University of Western Australia researchers from the ARC Centre of Excellence in Plant Energy Biology have published the most comprehensive analysis of a wheat genome as part of a United Kingdom-led consortium. The new sequencing of the bread wheat genome, led by the Earlham Institute, identified complete sets of genes and proteins essential to important agronomic traits.

According to The Food and Agriculture Organisation of the United Nations, global crop yields must double by 2050 to meet future food security needs. Globally, wheat is one of the most important staple crops, providing a fifth of daily calories. Extensive knowledge of the wheat genome is needed to increase wheat yield in the future.
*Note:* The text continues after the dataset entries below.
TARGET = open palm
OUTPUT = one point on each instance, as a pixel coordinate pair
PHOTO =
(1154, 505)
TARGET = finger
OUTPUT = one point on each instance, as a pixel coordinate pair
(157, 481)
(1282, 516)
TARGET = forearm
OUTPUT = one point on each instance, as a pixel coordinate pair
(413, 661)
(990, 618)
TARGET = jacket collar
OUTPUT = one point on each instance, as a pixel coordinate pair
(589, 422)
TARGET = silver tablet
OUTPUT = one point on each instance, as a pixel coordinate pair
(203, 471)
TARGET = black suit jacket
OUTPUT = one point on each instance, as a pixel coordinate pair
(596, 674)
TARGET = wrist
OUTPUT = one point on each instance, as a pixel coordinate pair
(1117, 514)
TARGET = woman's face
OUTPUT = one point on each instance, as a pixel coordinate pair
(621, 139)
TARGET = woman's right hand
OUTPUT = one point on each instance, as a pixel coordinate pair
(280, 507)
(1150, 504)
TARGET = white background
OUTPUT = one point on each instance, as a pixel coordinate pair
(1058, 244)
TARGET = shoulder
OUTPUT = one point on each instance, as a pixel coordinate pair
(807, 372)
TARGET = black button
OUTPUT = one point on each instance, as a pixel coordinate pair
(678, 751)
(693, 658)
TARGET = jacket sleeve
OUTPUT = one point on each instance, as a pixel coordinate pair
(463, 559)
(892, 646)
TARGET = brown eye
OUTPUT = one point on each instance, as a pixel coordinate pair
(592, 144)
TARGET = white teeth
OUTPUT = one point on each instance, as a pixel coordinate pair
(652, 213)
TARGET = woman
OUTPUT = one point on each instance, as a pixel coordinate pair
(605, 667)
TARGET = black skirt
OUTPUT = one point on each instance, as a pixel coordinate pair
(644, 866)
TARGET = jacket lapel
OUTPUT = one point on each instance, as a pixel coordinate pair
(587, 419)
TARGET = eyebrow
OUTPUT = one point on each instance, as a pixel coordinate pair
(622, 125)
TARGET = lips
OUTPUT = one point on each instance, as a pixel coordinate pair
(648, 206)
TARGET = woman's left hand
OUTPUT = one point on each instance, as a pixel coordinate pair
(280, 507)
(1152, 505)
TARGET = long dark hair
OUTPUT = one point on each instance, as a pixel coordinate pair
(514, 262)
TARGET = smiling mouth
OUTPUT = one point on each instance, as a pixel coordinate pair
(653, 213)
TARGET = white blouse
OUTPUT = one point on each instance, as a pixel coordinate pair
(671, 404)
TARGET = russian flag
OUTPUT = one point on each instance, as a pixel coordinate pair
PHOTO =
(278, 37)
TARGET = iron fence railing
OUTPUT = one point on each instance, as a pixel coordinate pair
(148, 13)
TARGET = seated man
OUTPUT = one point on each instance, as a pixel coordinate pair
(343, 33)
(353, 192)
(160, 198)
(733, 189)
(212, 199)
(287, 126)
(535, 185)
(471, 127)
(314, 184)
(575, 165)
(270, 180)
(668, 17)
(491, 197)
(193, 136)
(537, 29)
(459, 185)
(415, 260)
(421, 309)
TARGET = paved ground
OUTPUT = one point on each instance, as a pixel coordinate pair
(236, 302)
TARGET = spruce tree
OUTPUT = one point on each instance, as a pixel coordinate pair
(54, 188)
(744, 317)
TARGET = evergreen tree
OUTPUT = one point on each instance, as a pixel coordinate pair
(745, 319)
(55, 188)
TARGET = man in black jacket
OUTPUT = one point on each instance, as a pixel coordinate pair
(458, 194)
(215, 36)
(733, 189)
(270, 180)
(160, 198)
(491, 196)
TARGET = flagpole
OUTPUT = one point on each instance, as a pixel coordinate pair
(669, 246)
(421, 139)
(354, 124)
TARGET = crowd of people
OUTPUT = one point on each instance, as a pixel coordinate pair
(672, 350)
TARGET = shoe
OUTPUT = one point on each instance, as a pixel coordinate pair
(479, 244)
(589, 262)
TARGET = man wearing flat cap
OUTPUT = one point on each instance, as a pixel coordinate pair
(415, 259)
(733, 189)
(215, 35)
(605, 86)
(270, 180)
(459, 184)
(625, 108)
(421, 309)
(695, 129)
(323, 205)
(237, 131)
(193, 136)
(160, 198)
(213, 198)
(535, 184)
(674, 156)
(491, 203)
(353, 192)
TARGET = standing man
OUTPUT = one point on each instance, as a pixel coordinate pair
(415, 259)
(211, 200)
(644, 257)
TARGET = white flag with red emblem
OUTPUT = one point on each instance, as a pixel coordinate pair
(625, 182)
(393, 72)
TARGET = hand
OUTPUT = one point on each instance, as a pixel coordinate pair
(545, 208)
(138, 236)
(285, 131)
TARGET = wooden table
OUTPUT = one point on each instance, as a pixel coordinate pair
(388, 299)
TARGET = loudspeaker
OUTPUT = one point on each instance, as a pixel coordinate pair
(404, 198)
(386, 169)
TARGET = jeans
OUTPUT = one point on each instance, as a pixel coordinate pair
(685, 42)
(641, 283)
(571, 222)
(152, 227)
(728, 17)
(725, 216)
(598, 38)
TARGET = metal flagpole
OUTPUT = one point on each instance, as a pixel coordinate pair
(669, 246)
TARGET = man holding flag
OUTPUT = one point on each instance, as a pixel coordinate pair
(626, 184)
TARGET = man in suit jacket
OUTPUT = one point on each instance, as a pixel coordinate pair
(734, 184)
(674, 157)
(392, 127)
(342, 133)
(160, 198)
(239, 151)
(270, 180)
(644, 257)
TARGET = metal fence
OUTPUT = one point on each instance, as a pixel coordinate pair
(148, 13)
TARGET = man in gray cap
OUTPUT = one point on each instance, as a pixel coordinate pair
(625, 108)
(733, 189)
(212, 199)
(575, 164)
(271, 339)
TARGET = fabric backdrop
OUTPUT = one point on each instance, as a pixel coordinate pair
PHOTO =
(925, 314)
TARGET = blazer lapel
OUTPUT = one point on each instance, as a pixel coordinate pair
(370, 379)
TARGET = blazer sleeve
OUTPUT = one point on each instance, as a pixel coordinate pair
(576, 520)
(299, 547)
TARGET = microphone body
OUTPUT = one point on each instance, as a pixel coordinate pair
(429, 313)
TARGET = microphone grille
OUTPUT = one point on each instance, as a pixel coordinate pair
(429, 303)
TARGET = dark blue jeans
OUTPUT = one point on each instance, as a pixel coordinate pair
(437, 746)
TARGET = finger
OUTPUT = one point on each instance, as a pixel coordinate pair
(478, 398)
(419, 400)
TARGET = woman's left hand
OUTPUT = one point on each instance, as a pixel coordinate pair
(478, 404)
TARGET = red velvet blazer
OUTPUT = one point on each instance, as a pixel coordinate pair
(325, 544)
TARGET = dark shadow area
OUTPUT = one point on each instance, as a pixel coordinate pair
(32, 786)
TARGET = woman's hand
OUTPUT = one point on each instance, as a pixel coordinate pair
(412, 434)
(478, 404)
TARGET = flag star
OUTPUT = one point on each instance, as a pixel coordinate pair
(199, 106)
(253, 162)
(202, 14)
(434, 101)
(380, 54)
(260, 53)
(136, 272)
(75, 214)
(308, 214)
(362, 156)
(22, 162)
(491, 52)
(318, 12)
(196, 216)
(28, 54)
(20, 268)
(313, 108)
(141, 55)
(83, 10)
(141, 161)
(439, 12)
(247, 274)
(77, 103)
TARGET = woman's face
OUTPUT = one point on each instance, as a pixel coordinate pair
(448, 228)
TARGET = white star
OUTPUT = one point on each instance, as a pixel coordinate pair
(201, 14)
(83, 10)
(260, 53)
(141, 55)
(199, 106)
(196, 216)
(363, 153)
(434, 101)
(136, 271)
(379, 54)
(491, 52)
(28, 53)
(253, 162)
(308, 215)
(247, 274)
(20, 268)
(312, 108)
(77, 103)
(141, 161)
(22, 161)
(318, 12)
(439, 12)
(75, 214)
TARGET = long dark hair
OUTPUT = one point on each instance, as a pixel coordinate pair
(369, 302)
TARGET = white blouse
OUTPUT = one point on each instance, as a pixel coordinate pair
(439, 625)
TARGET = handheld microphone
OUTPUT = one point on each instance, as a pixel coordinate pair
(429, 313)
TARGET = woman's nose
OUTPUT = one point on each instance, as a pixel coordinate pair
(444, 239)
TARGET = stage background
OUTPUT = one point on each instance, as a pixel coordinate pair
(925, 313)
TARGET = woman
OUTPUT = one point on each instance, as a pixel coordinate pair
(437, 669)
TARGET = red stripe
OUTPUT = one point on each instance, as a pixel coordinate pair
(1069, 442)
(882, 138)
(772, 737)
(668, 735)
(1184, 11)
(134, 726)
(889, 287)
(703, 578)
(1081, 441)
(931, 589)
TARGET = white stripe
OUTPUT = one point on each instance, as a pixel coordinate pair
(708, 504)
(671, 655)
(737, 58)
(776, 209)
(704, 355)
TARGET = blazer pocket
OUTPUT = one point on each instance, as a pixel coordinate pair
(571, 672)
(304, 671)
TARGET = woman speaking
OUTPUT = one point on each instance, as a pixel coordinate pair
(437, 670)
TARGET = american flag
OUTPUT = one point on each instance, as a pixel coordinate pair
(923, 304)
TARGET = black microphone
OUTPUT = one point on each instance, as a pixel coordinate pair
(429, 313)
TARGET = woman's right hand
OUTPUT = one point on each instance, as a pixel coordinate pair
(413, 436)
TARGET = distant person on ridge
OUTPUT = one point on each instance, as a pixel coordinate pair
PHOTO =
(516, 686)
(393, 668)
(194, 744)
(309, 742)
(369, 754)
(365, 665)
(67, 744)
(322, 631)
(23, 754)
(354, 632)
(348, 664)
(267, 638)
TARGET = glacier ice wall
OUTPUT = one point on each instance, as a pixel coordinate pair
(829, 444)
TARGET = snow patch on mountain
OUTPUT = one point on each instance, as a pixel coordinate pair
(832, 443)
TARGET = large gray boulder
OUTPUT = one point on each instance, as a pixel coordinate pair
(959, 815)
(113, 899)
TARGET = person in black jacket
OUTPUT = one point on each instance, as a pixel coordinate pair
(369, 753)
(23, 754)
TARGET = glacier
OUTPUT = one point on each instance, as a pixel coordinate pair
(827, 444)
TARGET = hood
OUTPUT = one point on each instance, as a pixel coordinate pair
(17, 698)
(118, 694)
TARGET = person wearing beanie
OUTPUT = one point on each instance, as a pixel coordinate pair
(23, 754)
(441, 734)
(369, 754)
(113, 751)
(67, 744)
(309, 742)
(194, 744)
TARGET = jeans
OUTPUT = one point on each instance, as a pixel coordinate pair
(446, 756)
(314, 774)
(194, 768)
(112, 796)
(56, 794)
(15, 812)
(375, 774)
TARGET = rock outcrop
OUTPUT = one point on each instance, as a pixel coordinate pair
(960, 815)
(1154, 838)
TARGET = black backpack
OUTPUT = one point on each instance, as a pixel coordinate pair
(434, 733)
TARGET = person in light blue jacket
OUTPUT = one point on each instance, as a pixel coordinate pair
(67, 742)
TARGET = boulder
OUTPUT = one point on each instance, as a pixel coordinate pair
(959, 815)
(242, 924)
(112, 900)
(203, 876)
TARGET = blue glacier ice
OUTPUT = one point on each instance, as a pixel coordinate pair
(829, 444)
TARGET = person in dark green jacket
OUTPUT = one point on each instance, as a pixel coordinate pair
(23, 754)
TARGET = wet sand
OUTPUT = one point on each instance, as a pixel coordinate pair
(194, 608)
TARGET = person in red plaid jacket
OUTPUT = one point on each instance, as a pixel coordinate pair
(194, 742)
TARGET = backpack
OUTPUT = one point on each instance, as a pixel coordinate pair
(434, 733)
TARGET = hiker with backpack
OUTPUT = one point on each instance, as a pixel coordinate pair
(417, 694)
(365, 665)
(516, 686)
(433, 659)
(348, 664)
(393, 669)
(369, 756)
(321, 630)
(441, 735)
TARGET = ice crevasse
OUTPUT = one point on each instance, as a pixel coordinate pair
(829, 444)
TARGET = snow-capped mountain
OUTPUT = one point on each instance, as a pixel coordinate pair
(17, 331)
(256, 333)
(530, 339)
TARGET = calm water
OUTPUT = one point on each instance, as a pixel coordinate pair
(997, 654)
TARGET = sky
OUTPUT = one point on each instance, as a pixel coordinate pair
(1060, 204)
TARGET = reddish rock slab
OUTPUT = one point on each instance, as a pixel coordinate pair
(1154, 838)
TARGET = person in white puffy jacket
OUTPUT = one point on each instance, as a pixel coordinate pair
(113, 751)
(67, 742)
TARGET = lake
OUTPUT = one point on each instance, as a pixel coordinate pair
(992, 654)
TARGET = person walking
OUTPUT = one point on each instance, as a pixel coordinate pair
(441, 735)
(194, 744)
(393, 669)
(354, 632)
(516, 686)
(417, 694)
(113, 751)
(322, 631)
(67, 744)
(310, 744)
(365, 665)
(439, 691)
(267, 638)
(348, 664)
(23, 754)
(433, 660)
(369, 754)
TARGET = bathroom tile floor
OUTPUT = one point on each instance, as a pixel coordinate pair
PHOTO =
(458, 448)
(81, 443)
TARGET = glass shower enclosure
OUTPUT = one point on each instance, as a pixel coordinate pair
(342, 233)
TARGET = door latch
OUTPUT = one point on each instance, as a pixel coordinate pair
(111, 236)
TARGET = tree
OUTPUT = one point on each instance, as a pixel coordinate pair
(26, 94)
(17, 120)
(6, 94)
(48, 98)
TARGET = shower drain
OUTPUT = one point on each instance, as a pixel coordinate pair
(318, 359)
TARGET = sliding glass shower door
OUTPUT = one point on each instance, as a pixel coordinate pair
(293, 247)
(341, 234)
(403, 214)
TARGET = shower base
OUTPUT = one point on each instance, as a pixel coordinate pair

The most well-known genome project, The Human Genome Project, was completed in 2003 and   the genomes of many organisms, including some plants, have also been decoded. However, despite the agricultural importance of wheat, the large size and hexaploid structure of its genome has made it historically difficult to fully sequence its chromosomes.

“The wheat genome contains 17 billion bases – that’s five times the size of the human genome,” said Professor Harvey Millar from the ARC Centre of Excellence in Plant Energy Biology, co-author of the study.

“The success of this research was based on new technologies that solved longstanding problems in determining the structure of wheat’s large hexaploid genome”.

The new genome assembly, published in the journal Genome Research, predicts a large number of previously unknown wheat genes and defines where they are located along chromosomes. The UWA researchers led the protein analysis research that provided direct evidence that many of these genes coded for molecular machinery important for wheat growth and development, protection of wheat from diseases and resistance to harsh environments.

“Evidence for over half of the predicted protein-coding genes in the new wheat genome assembly and annotation was found through our research” said Dr Owen Duncan from the ARC Centre of Excellence in Plant Energy Biology, co-author of the study.

“This data helps researchers sift through the immense complexity of the wheat genome to identify which parts are playing an active role in the growth and development of wheat”.

Over one thousand wheat disease resistance genes and their locations in the genome were revealed by the study. The knowledge will greatly aid marker assisted breeding of wheat disease traits. Also identified were over one hundred gluten genes, the analysis of which will be vital to changing gluten content in wheat.